Not true. Not true because it depends on what it is. Some things are easy to determine while others aren't. So even by saying that you don't have enough info to definitively make a call one way or the other is also making a decision. Decisions don't have to be between two choices only.
What is "enough information" anyway? Is a decision to postpone deciding any difference than not deciding? Where is the distinction?
You are granted waving precision for the sake of decisiveness, what is your basis on postponement? It surely cannot be accuracy. It surely cannot be because there is an equal amount of equally convincing arguments down to the iota on both sides of the questions.
What is it then?
You are buttressing my point above - based on the information that is available to date, I can't definitively make a call whether god exists or not. Now tell me Pontiff, what is wrong with that?
Certainly, with an encyclical.
Perhaps a more insightful approach - than the simplistic right/ wrong labeling- would be to examine the finer details.

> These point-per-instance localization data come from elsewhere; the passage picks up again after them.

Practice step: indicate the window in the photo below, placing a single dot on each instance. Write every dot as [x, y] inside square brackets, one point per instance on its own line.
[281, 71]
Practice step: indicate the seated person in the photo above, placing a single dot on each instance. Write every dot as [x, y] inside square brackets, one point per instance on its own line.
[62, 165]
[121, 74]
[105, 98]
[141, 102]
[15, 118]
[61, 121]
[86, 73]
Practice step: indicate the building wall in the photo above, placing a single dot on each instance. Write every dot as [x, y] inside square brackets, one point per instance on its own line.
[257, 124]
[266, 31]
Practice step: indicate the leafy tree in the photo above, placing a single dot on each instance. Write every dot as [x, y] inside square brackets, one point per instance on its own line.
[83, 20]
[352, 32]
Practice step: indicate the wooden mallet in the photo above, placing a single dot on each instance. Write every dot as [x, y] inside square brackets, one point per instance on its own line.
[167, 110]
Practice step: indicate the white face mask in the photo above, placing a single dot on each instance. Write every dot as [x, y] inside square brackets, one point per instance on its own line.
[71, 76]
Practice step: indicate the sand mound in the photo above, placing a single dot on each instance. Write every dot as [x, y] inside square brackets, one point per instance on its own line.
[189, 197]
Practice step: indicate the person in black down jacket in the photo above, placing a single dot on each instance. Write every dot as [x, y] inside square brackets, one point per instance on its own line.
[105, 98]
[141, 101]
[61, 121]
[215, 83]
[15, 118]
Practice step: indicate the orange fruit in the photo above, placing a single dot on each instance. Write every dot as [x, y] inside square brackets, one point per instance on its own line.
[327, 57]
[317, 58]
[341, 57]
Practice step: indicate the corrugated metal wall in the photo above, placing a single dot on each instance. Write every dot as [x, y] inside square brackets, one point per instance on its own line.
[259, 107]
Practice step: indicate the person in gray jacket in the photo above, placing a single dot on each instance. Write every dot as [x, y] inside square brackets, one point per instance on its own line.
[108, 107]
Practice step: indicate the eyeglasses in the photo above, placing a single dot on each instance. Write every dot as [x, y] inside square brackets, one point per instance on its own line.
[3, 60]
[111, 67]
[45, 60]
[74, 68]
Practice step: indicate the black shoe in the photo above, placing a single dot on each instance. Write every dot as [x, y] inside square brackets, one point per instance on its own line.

Are you talking about information available todate or information available to you todate? There is a big and important distinction. A blind man may be fully justified in saying, based on information available to him, the sun does not exist, that does not make that to be a fact.
Moreover, it is worthwhile to zero in on the specific information. What information are you referring to?
Nope, the information we have so far is inconclusive to get us to a convergence point.
Let's get to the nitty gritty. What information are you referring to?
Why not? It took almost a century for the Poincare's conjecture to be proven, what is 500 years for god?
Because there is no reason that this question would be settled in 500 years. It is entirely possible that the question is not knowable just as it is unknowable that the sun will rise tomorrow.
Is it unreasonable to use the past experience which converges towards the sun rising tomorrow, even as we do not know for sure that that will be the case?
And that's exactly what I do.
Whatever qualifiers you are using are taxing you without any benefit.I am afraid you are getting the disadvantage of using qualifiers (you are not comprehensive and definitive) without even benefiting from the advantages of using qualifies ( converging systematically) which in theory should converge towards discarding qualifiers.
At this rate, you will always use qualifiers and not converge anywhere. This is why, despite all protestations, I termed agnosticism as indecisiveness.
Based on the info we have to date, we can't conclusively tell whether god does really exist or not.
Again, we would do well to concentrate on examining the info, with details. The info I have today shows that god is becoming irrelevant with each passing day, and at some point down the line he will be a quaint object of nostalgic sentimentality for future historians when they ponder the human psychology and why it took us so long to admit that there is no god.
See, that's why the difference between atheists and agnostics is marginal. It seems like we agree on almost 99% except that one - conclusion. Don't you think?
The difference between atheists and agnostics is the one between a general who wants to examine all of Newtons equations anew, and Einstein's relativity as well, conduct all experiments involved, just to be sure that he can fire a gun at close range and kill his enemy.
This general is the agnostic one, he is sure to lose the war.
The atheist general is decisive and fires at once based on past experiences.
A sure fighting chance.
Patton did not win the war because he wanted all the trajectories figured out to the millimeter.
He was decisive.
This difference could prove to be a matter of life and death, tell the dead soldier that he is "dead only marginally".